Felzenberg is technically still an NEA employee as he awaits a White House move to place him in another federal agency. But the clash between the two men has begun to take a toll on internal morale within the arts agency. The two have been estranged in a clash of professional style and priorities for the endowment. NEA sources have said they seldom communicated fully and seldom even spoke.

Advertisement

Meanwhile, endowment sources confirmed that Frohnmayer had made four personnel moves in the last few days, apparently an attempt to stabilize the endowment’s increasingly difficult internal dynamics.
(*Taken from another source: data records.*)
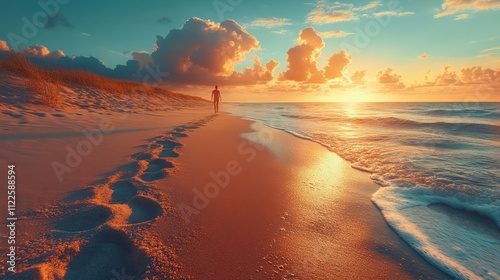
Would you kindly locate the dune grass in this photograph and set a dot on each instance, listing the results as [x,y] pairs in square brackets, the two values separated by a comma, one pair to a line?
[48,82]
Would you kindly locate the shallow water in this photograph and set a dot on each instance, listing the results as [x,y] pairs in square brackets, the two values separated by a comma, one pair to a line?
[423,153]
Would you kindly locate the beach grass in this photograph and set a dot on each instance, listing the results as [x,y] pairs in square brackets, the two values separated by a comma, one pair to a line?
[48,82]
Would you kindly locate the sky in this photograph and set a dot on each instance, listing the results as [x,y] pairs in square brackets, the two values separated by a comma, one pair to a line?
[273,51]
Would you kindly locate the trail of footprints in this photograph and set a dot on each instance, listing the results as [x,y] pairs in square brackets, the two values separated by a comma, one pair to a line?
[108,212]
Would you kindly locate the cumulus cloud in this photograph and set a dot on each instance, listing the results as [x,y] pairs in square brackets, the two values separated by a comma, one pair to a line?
[390,79]
[446,78]
[358,78]
[3,46]
[336,33]
[204,52]
[423,56]
[479,75]
[465,77]
[57,20]
[270,22]
[450,7]
[301,60]
[40,51]
[462,16]
[337,65]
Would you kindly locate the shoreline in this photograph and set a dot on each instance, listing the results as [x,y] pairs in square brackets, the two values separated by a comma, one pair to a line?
[269,226]
[275,206]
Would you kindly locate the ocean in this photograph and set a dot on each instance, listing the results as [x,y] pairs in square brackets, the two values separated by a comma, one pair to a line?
[438,165]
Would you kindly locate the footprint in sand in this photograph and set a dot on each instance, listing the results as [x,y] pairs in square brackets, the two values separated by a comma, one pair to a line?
[80,195]
[142,156]
[158,164]
[41,115]
[178,134]
[153,176]
[123,192]
[108,254]
[83,218]
[12,115]
[143,209]
[156,170]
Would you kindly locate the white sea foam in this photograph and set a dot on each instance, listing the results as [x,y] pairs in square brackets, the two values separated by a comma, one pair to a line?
[451,244]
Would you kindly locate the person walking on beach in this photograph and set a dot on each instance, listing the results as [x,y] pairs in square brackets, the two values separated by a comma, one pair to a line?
[216,97]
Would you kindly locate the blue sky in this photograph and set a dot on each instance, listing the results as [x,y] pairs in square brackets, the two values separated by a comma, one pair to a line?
[461,34]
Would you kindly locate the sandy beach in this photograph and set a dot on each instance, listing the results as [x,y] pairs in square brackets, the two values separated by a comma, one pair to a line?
[191,194]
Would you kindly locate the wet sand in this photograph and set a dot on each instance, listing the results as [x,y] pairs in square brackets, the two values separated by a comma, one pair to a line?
[286,208]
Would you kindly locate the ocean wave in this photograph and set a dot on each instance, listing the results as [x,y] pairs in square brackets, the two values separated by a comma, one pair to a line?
[463,113]
[455,242]
[464,128]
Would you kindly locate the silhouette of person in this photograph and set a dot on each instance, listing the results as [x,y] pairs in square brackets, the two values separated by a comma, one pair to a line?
[216,97]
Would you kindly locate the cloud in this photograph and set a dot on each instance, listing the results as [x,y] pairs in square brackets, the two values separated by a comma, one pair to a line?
[337,64]
[337,33]
[393,14]
[390,79]
[164,20]
[57,20]
[423,56]
[479,75]
[358,78]
[143,58]
[491,49]
[370,5]
[270,22]
[326,12]
[204,52]
[469,76]
[301,60]
[462,16]
[3,46]
[280,32]
[40,51]
[450,7]
[446,78]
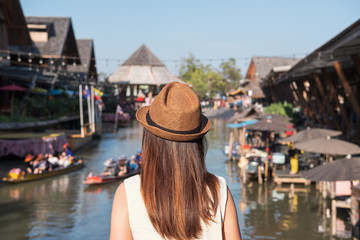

He named Selina Ottum, currently the NEA’s deputy chairman for public partnership, to take over almost all of Felzenberg’s responsibilities as senior deputy chairman of the NEA. Ottum and Frohnmayer have a long-time association dating to Portland, Ore., where they both were active in arts causes.

At the same time, Frohnmayer displaced Ana Steele, a 25-year veteran of the arts agency who had been acting deputy chairman for programs and replaced her--also on an acting basis--with Randy McAusland, now director of the NEA’s design arts program. Frohnmayer also hired David O’Fallon, a University of Minnesota arts administration expert, as the NEA’s new director of arts-in-education.

In recent weeks, Frohnmayer has held as many as a dozen meetings with the NEA’s 14 program directors, demanding that they produce a plan to completely restructure the agency. Over the weekend and Monday morning, NEA sources said the restructuring in question appeared to be taking the form of an arts endowment that would have just four major program elements--down from about 15 now.

Frohnmayer has told the program directors the restructuring is essential to the NEA’s political survival. Last week, Frohnmayer reportedly told the officials he was under pressure to deliver a detailed restructuring plan to the White House. The pressures are thought to emanate from the growing impatience of some administration officials with the longevity and heated nature of the 14-month-old NEA crisis.